Pouvoir et Domination
Le véritable pouvoir repose sur l’unité de la communauté, et cette unité ne peut pas se fabriquer. Depuis Edward Bernays, on croit pouvoir fabriquer le consentement de la masse, mais en réalité ce que l’on fabrique, c’est l’attroupement de la masse, non son unité. Cette fabrique du consentement est en réalité très fragile, car pour se maintenir, il lui faut encore et encore fabriquer artificiellement le maintien du consentement. Il ne faut pas grand chose pour que cela vol en éclat. Certes, la fabrique du consentement peut durer plusieurs décennies, mais comme le consentement repose sur des mensonges et des manipulations, il finit inéluctablement par s’effondrer. Soit il s’effondre par des fissures qui viennent de l’extérieur, soit par des fissures internes.
La fabrique du consentement donne l’impression d’avoir du pouvoir. En réalité, ce n’est qu’une impression. Ce qu’on obtient par la fabrique du consentement, ce n’est pas du pouvoir mais de la domination. Le pouvoir représente l’unité de la communauté alors que la domination représente l’attroupement de la communauté, attroupement suscité par la manipulation des émotions. Avec l’attroupement, la communauté s’affaiblit car son rassemblement ne se fait pas dans l’unité de la diversité permettant la symbiose efficace et efficiente de la communauté. Ce rassemblement se fait par la contrainte brutale (peur, violence, terreur) ou la contrainte douce (séduction, fausse persuasion, attraction des plaisirs, du confort passager et de la facilité), mais il n’obtient pas la coordination propre à l’unité.

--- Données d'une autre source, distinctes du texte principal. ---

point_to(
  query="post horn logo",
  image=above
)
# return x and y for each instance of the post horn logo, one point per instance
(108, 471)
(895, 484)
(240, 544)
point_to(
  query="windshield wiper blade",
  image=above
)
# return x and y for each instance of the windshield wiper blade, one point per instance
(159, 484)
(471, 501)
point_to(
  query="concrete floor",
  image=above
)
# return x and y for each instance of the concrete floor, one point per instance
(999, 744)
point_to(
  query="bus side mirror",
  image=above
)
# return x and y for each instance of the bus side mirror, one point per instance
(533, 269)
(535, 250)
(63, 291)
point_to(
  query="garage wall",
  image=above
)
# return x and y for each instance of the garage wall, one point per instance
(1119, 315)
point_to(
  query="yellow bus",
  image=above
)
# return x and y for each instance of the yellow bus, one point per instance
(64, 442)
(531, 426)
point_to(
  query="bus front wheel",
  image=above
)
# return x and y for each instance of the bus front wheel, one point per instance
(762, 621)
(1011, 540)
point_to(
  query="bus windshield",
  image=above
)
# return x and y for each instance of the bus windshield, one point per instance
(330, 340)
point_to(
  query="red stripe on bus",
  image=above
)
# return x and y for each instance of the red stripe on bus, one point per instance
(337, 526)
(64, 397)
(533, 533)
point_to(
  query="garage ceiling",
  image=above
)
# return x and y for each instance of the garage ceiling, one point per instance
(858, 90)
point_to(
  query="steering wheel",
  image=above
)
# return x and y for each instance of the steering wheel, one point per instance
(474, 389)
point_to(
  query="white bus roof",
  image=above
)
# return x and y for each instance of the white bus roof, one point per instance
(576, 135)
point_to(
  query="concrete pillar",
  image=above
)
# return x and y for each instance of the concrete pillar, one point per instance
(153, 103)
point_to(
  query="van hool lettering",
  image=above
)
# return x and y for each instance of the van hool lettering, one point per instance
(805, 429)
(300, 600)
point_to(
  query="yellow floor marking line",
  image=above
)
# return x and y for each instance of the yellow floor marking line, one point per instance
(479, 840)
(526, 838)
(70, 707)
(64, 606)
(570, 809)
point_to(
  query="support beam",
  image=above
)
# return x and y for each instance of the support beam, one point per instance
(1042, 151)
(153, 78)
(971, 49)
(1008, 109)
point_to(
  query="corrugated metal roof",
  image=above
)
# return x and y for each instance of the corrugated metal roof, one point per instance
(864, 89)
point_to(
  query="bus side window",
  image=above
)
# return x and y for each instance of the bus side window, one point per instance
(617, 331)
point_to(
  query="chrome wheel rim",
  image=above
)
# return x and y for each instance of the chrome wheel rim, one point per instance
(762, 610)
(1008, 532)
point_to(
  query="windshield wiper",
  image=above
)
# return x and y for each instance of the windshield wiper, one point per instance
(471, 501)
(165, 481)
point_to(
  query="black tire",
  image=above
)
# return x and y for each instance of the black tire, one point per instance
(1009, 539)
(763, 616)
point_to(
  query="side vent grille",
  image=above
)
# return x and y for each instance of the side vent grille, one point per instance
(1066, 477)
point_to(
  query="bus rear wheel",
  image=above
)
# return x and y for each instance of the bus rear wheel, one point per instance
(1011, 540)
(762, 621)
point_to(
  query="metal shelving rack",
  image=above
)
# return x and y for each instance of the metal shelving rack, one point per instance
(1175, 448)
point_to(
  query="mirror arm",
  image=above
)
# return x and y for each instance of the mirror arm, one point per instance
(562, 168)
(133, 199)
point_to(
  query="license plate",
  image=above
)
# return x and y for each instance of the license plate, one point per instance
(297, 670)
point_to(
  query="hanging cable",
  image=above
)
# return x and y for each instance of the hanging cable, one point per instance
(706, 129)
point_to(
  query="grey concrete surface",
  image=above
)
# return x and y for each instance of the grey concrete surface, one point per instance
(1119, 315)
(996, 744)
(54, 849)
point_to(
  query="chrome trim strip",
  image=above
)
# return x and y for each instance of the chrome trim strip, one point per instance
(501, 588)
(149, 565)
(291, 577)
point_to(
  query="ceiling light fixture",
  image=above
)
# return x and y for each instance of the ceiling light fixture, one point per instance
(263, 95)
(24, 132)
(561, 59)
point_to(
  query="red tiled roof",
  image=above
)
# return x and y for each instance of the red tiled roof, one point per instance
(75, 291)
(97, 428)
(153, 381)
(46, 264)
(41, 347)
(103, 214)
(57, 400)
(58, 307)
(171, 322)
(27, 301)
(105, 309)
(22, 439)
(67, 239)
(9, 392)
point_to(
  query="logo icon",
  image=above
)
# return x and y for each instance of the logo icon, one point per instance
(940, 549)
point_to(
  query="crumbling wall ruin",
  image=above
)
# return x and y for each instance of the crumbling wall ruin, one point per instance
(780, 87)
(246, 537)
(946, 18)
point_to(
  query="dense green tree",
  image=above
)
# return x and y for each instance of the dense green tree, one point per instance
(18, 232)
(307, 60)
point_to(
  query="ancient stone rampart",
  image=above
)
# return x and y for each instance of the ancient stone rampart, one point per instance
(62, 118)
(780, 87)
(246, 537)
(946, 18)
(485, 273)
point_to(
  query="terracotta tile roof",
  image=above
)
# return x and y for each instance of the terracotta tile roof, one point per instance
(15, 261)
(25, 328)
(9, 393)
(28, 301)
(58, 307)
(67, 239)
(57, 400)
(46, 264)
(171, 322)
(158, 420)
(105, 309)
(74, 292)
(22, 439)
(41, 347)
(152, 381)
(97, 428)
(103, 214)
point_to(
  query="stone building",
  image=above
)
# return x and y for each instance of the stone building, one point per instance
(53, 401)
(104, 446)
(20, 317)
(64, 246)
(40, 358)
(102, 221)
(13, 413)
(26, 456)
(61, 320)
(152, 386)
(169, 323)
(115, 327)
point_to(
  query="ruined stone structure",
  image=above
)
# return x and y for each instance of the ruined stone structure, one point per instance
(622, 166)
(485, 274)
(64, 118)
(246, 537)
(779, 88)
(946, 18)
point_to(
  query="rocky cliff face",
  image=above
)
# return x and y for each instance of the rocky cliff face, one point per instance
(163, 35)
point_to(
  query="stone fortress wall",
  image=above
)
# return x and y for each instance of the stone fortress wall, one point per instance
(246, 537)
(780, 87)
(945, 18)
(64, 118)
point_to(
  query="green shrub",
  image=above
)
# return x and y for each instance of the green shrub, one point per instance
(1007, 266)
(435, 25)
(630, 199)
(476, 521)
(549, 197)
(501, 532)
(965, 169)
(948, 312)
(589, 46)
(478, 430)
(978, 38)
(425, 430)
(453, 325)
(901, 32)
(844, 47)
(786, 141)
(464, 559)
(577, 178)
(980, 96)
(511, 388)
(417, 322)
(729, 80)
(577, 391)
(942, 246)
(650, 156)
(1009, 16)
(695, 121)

Concession : puissance de la domination
Bien que la domination ne soit pas le pouvoir, elle peut s’avérer terriblement puissante et destructrice. Je préfère réserver le concept de pouvoir a quelque chose de constructif qui va dans le sens de la croissance de la vie. La fabrique du consentement peut rassembler des troupes, et par ce rassemblement représenter une véritable puissance exterminatrice. Cependant, l’unité d’une communauté sera beaucoup plus puissante. Non pas forcément en tant que puissance destructrice, mais en tant que puissance créatrice. En effet, reposant sur l’harmonie des diversités, l’unité permet à chaque personne d’oser exprimer sa créativité. Au contraire, dans le troupeau rassembler par la fabrique du consentement, il n’y a qu’uniformité et pensée unique. La créativité quand elle reste possible ne s’oriente que dans une seule direction, celle qui est fixée par le comité directeur de la manipulation générale.

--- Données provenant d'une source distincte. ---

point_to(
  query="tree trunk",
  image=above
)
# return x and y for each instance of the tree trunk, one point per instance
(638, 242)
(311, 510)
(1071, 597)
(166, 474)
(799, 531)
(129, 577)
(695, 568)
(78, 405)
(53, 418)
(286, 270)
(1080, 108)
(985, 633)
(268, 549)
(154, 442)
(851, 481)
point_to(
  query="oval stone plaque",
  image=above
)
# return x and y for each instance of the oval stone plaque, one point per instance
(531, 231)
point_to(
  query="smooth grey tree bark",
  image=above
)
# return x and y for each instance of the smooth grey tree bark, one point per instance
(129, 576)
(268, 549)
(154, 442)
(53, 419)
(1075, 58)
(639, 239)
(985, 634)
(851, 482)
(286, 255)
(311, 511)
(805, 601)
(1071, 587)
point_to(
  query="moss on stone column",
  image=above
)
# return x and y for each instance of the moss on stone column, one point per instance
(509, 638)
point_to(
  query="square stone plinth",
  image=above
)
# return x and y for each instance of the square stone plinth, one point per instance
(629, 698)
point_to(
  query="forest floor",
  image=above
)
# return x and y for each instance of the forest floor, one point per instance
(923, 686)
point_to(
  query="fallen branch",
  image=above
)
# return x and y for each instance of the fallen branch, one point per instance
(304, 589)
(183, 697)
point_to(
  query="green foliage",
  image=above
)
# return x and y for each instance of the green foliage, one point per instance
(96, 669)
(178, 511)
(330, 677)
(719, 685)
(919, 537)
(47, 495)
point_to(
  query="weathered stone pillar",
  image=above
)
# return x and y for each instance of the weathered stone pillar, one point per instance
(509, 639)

Ces précisions faites, il ne faut cependant pas sous-estimer la puissance destructrice de la domination. Les totalitarismes nazis et communistes nous ont montré à quel point la domination pouvait être dévastatrice. Ces anciennes formes dominatrices ne se représenteront peut-être pas de nouveau dans le futur, mais il serait bien naïf de croire que toute domination soit écartée pour autant de notre avenir. Les comités jaloux du pouvoir qui fleurissent ça et là sur notre planète sont suffisamment inventifs pour créer de nouvelles formes de dominations dévastatrices. Le plus triste, c’est que certains comités croient agir pour le bien en fabriquant le consentement des masses. L’orgueil les aveugle, comme l’orgueil aveuglait la plupart des Numénoréens du mythe d’Akkalabêth que l’on trouve dans le Le Silmarillion de J.R.R. Tolkien.